The all-Aboriginal team’s captain is Jody Broun, a Yindjibarndi woman from the Pilbara in Western Australia. Jody is an award-winning artist and the former inaugural co-chair of the National Congress of Australia’s First Peoples. Her team includes National Indigenous Television reporter, Brooke Boney, and AFL footballer and ambassador for the Fred Hollows Foundation, Aaron Davey. “I’m really looking forward to the experience,” Davey says. “It’s all for a great cause.”
This will be Jody’s second Coastrek. In 2013 she completed the 50km night walk and her 2014 team will be walking overnight as well. The night teams start at Balmoral Beach, travel along the beautiful coastline of Sydney Harbour, cross the Sydney Harbour Bridge, and then trek up through the eastern suburbs to Watsons Bay and down the sea coast to the finish at Coogee Beach.
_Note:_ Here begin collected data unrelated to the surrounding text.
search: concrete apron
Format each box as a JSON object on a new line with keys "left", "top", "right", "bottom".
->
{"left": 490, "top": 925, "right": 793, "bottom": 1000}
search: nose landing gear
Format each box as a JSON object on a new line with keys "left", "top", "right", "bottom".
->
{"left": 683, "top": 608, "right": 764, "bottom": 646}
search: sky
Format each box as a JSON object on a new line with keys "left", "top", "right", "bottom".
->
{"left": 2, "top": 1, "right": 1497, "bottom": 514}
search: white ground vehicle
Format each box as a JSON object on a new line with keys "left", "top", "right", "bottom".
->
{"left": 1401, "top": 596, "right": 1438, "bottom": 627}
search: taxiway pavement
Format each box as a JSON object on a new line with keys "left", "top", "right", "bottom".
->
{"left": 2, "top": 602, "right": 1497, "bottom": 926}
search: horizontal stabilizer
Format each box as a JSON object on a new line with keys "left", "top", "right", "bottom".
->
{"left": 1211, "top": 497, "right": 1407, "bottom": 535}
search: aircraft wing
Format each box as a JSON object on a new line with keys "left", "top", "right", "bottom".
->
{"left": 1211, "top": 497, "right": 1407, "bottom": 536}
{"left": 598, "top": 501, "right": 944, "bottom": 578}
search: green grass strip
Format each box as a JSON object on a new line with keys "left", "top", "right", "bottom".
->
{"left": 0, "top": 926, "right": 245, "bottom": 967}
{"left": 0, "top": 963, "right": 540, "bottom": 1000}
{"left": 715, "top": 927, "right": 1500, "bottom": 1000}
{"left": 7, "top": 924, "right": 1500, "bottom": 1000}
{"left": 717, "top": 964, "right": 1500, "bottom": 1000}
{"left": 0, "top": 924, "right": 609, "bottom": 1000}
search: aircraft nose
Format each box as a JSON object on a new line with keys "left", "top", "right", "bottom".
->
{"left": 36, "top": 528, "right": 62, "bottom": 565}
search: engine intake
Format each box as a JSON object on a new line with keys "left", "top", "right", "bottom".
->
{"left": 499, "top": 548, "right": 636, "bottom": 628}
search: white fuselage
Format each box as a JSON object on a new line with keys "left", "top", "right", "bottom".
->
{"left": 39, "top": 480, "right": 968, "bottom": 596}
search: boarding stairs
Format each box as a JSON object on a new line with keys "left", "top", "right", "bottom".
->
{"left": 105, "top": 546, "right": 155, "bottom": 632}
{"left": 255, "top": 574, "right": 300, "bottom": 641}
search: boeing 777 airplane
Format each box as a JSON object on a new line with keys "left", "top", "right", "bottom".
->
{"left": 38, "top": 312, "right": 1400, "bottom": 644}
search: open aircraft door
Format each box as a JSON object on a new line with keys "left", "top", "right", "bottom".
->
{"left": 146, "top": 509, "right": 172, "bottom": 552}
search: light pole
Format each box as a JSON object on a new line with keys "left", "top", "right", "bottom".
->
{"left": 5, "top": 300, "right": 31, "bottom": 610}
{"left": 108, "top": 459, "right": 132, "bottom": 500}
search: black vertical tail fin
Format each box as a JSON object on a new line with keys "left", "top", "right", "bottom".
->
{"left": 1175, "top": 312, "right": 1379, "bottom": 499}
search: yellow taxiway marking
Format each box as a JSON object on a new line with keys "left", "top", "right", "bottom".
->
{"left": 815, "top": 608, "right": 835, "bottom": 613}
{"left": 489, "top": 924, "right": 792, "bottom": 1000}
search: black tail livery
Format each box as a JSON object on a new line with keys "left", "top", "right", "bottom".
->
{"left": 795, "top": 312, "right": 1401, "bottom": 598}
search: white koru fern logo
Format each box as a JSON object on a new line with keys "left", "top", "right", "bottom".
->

The team is hoping to inspire other Aboriginal and Torres Strait Islander people to look at their own health and fitness. “I think it is really important to get involved and show it can be done,” Broun says. “I really enjoyed it the first time. I enjoyed the challenge of being able to walk 50km.”
This is Coastrek’s fifth year. Participants can walk 50km from Palm Beach to Balmoral in the day, or 50km from Balmoral to Coogee by night, or the full 100km. In 2013 Coastrek walkers raised $1.8 million and the goal for 2014 is $2.5 million, which means 100,000 blind people will have their sight restored.